When Zoey recounted her very first dream of them, of falling in love with Rumi's voice and begging for them to tell her where they were, of hearing Mira's quiet declaration that she was there, the memory hit Mira and Rumi like a freight train.
“That was the first time you both looked at me,” Mira whispered. “When I realized you weren't ghosts, you were real. You were out there.”
Zoey reached for Mira's hand wordlessly and they intertwined their fingers with comfortable ease, sharing a gentle smile. But they were interrupted by a loud sniffle, both of their gazes snapping to Rumi.
Tears were pouring down her face, her patterns sparkling like a kaleidoscope of pastels and gold. They reached for her immediately, cradling her face between their free hands.
“That was the first time I felt you love me,” Rumi laughed through her tears.
There was a single moment of stillness and silence before Zoey and Mira crashed into Rumi, folding the three of them into an embrace of tangled limbs and kisses and sobbing.
In fact, this moment felt a lot like that first one in Olympic Park all those years ago.
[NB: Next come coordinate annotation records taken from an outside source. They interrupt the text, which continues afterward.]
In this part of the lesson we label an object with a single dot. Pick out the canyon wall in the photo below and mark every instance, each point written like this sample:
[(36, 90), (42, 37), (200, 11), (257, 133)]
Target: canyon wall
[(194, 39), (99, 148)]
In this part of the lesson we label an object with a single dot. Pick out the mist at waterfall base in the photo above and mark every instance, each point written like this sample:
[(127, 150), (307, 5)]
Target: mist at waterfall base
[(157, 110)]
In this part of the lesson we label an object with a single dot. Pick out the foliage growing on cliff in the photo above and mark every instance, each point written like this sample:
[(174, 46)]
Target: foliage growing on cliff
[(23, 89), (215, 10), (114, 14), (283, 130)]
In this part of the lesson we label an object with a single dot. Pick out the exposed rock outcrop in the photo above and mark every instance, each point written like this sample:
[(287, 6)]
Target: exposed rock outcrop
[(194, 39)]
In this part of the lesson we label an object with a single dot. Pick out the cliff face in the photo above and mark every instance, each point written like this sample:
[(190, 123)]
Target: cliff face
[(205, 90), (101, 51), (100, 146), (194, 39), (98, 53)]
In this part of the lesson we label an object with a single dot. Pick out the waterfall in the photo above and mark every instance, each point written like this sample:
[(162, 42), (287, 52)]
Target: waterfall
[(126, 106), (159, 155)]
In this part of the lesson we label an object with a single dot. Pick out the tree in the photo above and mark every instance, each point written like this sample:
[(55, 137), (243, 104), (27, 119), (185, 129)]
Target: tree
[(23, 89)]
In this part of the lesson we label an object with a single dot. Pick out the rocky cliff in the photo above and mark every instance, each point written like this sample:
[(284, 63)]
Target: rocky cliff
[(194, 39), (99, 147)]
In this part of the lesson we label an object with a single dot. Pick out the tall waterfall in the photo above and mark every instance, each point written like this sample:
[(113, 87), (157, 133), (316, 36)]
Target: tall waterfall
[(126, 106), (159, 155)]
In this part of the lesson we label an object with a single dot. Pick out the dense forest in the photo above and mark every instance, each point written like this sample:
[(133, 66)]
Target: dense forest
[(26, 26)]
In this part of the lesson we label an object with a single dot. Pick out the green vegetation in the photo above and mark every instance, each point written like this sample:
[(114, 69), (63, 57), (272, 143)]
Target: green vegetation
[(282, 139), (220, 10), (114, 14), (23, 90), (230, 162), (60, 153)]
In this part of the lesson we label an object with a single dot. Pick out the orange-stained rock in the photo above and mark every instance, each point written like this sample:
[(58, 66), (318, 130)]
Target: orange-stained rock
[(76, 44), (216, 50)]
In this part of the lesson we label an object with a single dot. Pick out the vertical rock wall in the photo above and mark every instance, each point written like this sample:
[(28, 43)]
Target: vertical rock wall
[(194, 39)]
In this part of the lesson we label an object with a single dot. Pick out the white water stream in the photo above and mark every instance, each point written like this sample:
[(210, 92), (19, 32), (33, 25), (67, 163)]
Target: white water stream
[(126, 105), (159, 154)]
The Honmoon flared brilliantly around them, pulses of gold flowing out across the shifting rainbow lines.
When the girls eventually settled back into the couch together, all cried and kissed out, Rumi in the middle with Zoey tucked into her left side and Mira on her right, they all let out long sighs of contentment.
A few moments of comfortable silence passed before Zoey couldn't stand it anymore.
“So we're like, soulmates , right?”
Mira snorted a laugh. Rumi hummed.
“Yeah, totally.”
“Absolutely.”
Zoey wiggled happily in place.
“Okay cool, just making sure.”
Rumi sang the Hunter's Song for them and was the last to fall asleep, eyes following the shimmering rainbow lines across the ceiling and walls before they drifted shut.
It wasn't the same Honmoon that had brought them together. It was one they'd made themselves, from the pieces of the old one they loved the most.